IL VIAGGIO IN MEDIO ORIENTE DI OTTOMANELLI
E non è un caso, infatti, che, svolgendosi per la prima volta a Bari, l’esposizione abbia assunto, almeno agli occhi di chi ha un po’ seguito il percorso dell’artista, e anche per stessa sua ammissione, un sapore quasi retrospettivo, incorniciando lo spazio e disseminandolo di sedici fotografie, mappe e opere che segnano dei punti sulla sua cartina geografica privata in un discorso circolare.
San Paolo, New York e soprattutto il Medio Oriente – qui Ottomanelli ha avviato una prolifica ricerca attraversando Baghdad, Kabul, Gaza e anche Beirut (anche se della città libanese, tappa importante del suo viaggio artistico, intrapreso con altri colleghi, non compaiono scatti) con le loro architetture metafisiche ferite dai conflitti bellici.
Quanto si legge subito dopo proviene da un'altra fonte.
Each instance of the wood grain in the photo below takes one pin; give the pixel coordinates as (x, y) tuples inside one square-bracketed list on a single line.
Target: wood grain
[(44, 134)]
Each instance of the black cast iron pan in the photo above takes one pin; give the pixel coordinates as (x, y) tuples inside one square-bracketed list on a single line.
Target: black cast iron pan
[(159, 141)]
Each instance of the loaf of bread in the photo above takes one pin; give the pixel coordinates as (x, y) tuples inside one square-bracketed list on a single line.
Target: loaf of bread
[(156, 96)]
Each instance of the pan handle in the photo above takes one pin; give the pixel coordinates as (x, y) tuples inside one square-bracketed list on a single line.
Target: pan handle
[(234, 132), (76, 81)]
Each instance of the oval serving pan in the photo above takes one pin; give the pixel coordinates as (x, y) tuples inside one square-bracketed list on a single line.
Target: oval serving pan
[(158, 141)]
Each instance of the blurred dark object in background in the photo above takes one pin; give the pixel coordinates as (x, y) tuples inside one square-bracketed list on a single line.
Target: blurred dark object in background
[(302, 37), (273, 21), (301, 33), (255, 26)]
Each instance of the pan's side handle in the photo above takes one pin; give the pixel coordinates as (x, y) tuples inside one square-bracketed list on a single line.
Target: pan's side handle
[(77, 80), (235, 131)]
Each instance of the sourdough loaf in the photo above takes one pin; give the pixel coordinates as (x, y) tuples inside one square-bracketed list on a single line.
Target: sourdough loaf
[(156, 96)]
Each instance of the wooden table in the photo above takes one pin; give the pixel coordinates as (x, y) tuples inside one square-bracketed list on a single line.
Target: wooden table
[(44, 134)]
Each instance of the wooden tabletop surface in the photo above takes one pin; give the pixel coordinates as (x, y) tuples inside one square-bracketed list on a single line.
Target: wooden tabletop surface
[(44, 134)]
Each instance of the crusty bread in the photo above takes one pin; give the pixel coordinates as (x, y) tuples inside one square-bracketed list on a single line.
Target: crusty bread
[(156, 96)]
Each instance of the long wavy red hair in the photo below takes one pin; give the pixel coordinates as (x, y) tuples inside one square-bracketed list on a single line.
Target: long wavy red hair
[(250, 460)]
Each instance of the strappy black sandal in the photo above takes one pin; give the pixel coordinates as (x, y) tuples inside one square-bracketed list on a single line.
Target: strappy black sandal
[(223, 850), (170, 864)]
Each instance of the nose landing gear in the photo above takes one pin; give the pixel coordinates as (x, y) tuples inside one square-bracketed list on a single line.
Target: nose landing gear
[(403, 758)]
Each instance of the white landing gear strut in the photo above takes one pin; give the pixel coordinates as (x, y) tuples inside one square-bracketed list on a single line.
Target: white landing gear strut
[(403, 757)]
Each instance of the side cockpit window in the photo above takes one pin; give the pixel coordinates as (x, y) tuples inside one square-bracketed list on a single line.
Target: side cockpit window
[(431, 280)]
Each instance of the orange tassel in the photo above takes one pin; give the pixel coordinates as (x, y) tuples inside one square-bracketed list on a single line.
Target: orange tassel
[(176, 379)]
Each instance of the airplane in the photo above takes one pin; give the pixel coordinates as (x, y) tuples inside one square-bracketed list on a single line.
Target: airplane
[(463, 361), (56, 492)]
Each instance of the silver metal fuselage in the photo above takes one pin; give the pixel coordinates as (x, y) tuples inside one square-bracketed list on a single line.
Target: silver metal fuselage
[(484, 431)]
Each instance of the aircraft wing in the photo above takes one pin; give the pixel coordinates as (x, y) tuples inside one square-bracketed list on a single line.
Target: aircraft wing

Qui la presenza umana è solo allusa. Fino al ritorno in Italia, già raccontata in passato tra le miglia della Salerno-Reggio Calabria, culminando invece in mostra nella Amatrice violata dal terremoto, tema ricorrente e affrontato anche a L’Aquila.

LA MOSTRA DI OTTOMANELLI A BARI
E di terremoto sa anche l’installazione site specific Simple Future, che spariglia le carte lasciando l’immaginario fotografico e assumendo fattezze concettuali e monumentali pure sviluppandosi orizzontalmente. Quattro elementi, casse, che ‒ citando il critico Pietro Marino – sembrano ricordare i 32 metri quadrati di mare circa di Pino Pascali. Soffocate da angoscianti colate di asfalto, si muovono, collidono, si allontanano, grazie a un dispositivo hi-tech, come faglie tettoniche inquiete.
Forse una metafora dello spazio pubblico delle nostre città, tema topico nella ricerca di Ottomanelli, sottratto, dimenticato, spesso sottomesso alla speculazione, a interessi anti-comunitari, in una lotta continua e forse ormai definitivamente persa, anche nel cuore e nella testa dei singoli, tra grattacieli e piazze. Qualcosa sotto, tuttavia, forse, ancora bolle.